Natural soils are heterogeneous, and this soil heterogeneity has two components, namely, qualitative heterogeneity and configurational heterogeneity (Kelly and Canham, 1992; Maestre and Cortina, 2002; Wijesinghe et al., 2005; Maestre and Reynolds, 2007). The former refers to the variations of texture, nutrients, pH, etc., between patches in the soils, while the latter reflects the size of these patches (Dufour et al., 2006). Soil heterogeneity in this study refers to the qualitative heterogeneity. Qualitative heterogeneity affects plant interactions by altering the availability of soil resources such as water and nutrients (Fransen et al., 2001; Schenk, 2006; Zhang et al., 2020).
Plants growing in a population or a community interact with each other (Chesson, 2000; Levine et al., 2017; Garlick et al., 2021). However, how to quantify such interactions is a hot topic in ecology. Many parameters can be applied to quantify plants interactions (Weigelt and Jolliffe, 2003), where relative competition intensity (RCI) is a widely used one. Previous studies found that plant interactions vary with species identity (Catorci et al., 2011; Raath-Krüger et al., 2019) and their growing stages (Yang and Rudolf, 2010; Li et al., 2019). Plant interaction at the early growing stage is crucial for plant establishment in plant populations and communities (Lortie and Turkington, 2008; Hart et al., 2018), and warrants more research. Plant height is a good indicator of plant interactions since it plays a vital role in determining light interception (Xiao et al., 2007), and thus, it is widely applied to quantify plant interactions non-destructively (Cui et al., 2004; Chen and Nelson, 2006; Xiao et al., 2007).

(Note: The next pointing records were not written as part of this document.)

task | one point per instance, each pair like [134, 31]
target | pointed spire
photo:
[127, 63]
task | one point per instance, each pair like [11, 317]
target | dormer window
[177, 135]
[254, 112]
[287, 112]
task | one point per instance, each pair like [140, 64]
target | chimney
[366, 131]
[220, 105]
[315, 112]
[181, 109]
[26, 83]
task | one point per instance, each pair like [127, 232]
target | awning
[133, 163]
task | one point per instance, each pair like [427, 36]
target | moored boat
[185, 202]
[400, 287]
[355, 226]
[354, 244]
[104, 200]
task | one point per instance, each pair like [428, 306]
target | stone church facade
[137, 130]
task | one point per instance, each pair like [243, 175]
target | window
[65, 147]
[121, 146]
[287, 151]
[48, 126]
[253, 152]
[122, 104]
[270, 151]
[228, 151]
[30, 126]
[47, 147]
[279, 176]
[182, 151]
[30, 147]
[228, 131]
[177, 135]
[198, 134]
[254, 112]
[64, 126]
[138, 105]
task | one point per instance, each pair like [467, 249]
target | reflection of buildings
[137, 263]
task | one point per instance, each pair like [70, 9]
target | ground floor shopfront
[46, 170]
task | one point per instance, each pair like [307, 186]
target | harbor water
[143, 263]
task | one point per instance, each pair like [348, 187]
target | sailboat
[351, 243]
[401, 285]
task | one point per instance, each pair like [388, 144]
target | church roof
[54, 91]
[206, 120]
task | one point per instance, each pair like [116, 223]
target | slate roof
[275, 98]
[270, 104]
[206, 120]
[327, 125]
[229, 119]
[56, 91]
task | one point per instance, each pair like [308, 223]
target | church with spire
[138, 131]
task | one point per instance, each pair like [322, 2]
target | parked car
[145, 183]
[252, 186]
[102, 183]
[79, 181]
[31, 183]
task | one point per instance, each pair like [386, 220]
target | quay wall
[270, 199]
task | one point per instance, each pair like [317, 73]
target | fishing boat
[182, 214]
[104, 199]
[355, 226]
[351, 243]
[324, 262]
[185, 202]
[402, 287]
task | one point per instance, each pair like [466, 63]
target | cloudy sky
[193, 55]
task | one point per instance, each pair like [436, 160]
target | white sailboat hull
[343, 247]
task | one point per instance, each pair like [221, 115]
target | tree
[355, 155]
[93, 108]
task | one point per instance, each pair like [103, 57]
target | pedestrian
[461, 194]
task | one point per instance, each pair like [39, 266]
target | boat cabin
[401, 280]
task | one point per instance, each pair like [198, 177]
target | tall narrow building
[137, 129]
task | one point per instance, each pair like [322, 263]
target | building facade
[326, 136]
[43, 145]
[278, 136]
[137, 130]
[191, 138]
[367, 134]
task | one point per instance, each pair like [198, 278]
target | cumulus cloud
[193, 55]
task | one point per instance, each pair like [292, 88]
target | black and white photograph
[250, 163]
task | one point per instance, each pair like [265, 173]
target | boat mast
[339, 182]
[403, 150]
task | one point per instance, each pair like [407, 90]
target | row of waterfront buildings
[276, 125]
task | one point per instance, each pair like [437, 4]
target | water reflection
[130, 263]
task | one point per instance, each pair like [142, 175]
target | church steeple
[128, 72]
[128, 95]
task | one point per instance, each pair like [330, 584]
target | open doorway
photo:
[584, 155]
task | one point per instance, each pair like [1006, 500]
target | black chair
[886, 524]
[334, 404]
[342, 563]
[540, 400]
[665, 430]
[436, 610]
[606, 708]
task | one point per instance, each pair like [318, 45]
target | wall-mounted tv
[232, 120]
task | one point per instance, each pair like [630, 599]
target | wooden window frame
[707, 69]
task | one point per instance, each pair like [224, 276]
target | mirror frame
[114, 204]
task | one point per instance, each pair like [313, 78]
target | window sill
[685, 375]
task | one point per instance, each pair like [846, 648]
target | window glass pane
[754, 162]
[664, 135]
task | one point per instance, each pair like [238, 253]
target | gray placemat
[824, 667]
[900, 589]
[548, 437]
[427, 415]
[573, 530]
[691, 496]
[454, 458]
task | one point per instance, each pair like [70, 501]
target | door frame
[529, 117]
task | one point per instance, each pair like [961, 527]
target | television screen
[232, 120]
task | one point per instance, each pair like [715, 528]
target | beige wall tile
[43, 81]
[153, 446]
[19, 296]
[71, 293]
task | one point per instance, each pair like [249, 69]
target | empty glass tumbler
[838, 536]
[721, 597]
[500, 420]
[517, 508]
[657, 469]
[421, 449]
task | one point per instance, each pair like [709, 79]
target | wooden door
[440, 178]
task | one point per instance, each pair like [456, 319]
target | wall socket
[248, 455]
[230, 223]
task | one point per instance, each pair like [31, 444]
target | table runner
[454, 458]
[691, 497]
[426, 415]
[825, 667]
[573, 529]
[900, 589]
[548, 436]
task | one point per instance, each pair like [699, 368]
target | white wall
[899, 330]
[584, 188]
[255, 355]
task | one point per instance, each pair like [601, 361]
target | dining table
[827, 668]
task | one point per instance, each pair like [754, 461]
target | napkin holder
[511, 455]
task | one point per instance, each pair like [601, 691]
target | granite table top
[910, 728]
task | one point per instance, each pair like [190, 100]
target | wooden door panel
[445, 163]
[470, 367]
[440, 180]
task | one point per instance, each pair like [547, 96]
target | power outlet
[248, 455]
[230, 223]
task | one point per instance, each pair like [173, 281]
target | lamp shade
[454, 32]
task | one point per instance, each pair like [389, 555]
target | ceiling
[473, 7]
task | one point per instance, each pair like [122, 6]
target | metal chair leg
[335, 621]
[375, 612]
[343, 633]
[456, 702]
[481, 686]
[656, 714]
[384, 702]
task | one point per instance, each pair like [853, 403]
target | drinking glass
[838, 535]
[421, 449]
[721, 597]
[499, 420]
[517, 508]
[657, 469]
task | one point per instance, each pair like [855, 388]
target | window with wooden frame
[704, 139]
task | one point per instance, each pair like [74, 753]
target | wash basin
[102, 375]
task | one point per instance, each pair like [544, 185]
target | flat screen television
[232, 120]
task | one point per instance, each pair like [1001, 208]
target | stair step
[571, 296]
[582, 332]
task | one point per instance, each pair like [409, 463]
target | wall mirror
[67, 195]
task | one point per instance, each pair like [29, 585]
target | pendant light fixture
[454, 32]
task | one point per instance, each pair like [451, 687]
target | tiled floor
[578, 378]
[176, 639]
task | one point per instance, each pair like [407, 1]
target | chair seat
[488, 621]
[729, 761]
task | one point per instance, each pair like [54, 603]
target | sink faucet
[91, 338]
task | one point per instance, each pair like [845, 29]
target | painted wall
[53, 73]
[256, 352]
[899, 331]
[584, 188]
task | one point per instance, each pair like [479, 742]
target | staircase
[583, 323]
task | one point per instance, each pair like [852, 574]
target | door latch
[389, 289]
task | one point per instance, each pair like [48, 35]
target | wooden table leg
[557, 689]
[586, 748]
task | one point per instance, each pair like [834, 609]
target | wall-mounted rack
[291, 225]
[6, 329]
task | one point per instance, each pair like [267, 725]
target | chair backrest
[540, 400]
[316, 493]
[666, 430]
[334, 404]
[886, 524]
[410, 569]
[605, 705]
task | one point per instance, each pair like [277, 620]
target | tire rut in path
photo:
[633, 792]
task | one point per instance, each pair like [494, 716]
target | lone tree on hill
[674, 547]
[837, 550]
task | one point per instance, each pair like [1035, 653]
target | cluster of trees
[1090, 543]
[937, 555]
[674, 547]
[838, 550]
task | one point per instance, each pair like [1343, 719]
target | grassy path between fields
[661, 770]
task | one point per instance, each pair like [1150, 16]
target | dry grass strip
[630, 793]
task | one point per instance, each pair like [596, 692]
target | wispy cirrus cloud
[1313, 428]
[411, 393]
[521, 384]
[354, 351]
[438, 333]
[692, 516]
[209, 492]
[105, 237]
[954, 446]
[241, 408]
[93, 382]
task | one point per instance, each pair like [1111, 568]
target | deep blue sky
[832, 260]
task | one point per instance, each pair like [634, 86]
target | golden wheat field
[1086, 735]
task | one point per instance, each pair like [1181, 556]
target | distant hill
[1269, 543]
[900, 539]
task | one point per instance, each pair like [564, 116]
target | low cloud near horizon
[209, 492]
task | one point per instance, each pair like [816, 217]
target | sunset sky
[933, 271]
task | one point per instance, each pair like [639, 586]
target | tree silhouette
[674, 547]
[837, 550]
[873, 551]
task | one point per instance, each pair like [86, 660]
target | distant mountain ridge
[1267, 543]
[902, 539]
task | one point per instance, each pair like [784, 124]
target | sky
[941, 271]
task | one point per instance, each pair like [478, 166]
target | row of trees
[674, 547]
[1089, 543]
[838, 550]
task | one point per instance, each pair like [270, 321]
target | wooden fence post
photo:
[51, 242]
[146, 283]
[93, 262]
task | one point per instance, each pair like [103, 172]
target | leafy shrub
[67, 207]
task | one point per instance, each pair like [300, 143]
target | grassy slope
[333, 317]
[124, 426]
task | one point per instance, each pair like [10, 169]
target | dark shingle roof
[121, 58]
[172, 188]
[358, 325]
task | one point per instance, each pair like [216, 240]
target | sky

To explore the effects of soil heterogeneity and species identity on plant interactions, a controlled experiment was conducted, where three levels of soil heterogeneity were developed by mixing local soil and sand in three different ratios (i.e., soil:sand ratio = 2:8, 5:5, and 8:2), and three typical forage grasses were used (Festuca elata, Bromus inermis, and Elymus breviaristatus). RCI was applied to quantify plant interactions, where RCI was calculated as a direct ratio of monoculture and mixture performance, and positive (or negative) values simply indicated that a plant individual experiences stronger (or weaker) competition in mixtures compared with growing alone (Weigelt and Jolliffe, 2003). Specifically, we put forward three hypotheses: (i) RCI is expected to increase with increasing soil heterogeneity, where higher soil heterogeneity could reduce plant interactions due to an increase in the available resources at higher soil heterogeneity levels (Levine et al., 2017; Liu et al., 2017b); (ii) Such patterns may be modified by plant species identity since responses to soil heterogeneity can be modified via strategies or traits such as plasticity (Hodge, 2004; Craine and Dybzinski, 2013); (iii) Soil heterogeneity and species are assumed to jointly affect RCI since plant responses to soil resources depend on their neighbor identity and the distribution pattern of soil resources (Mommer et al., 2012; Garlick et al., 2021).
Materials and Methods
Experimental Design
This experiment was conducted at Linze Grassland Agriculture Trial Station of Lanzhou University (m.a.s.l. 1,400 m, 100°3′25″E, 39°14′30″N), in Gansu Province, China. This station is located in the middle of the Hexi Corridor (Hou and Shen, 1999). It is characterized by a temperate continental arid monsoon climate. The mean annual temperature and mean annual precipitation are 9.3°C and 112.9 mm, respectively. Temperatures range between extremes of 3°C and −28°C, and more than 60% of the rainfall occurs in summer and autumn, while the mean annual evaporation is 2,338 mm. The natural soils are saline due to the large difference between rainfall and evaporation (Zhu et al., 1997).
To explore the effects of soil heterogeneity (i.e., soil–sand ratio in this case) and species identity on plant interactions (i.e., quantified by RCI), a controlled experiment was conducted (Figure 1). Three levels of soil–sand ratio (i.e., soil:sand = 2:8, 5:5, and 8:2) were applied (details of these soil–sand ratios can be found in Table 1), where the sand was bought from a local commercial company, while the soil was collected from the local crop field. Three typical forage grasses were used (i.e., F. elata, B. inermis, and E. breviaristatus). These species were selected as they are dominant in the grasslands of China, and they differ both in their adaptation to saline soils and in their phenology, which should yield some growth divergence in our experimental treatments. Seeds of these species were bought from a commercial company (BEST, Beijing, China). On May 31, 2021, they were separately sowed into three identical trays with the same soils collected from the nearby field. Pots of 17.5 cm height, with a 16 cm top diameter and 13 cm bottom diameter were filled with one of the three types of soil–sand ratios. Seedlings of similar size were transplanted into the pots 1 week after sowing using three patterns (i.e., one, two, or three individuals). There were five replications of each treatment. Six holes with a 10-mm diameter were drilled in the bottom of each pot to ensure adequate drainage of water. Pots were watered evenly using a hose (0.4 L per pot per day), avoiding water runoff at the soil surface.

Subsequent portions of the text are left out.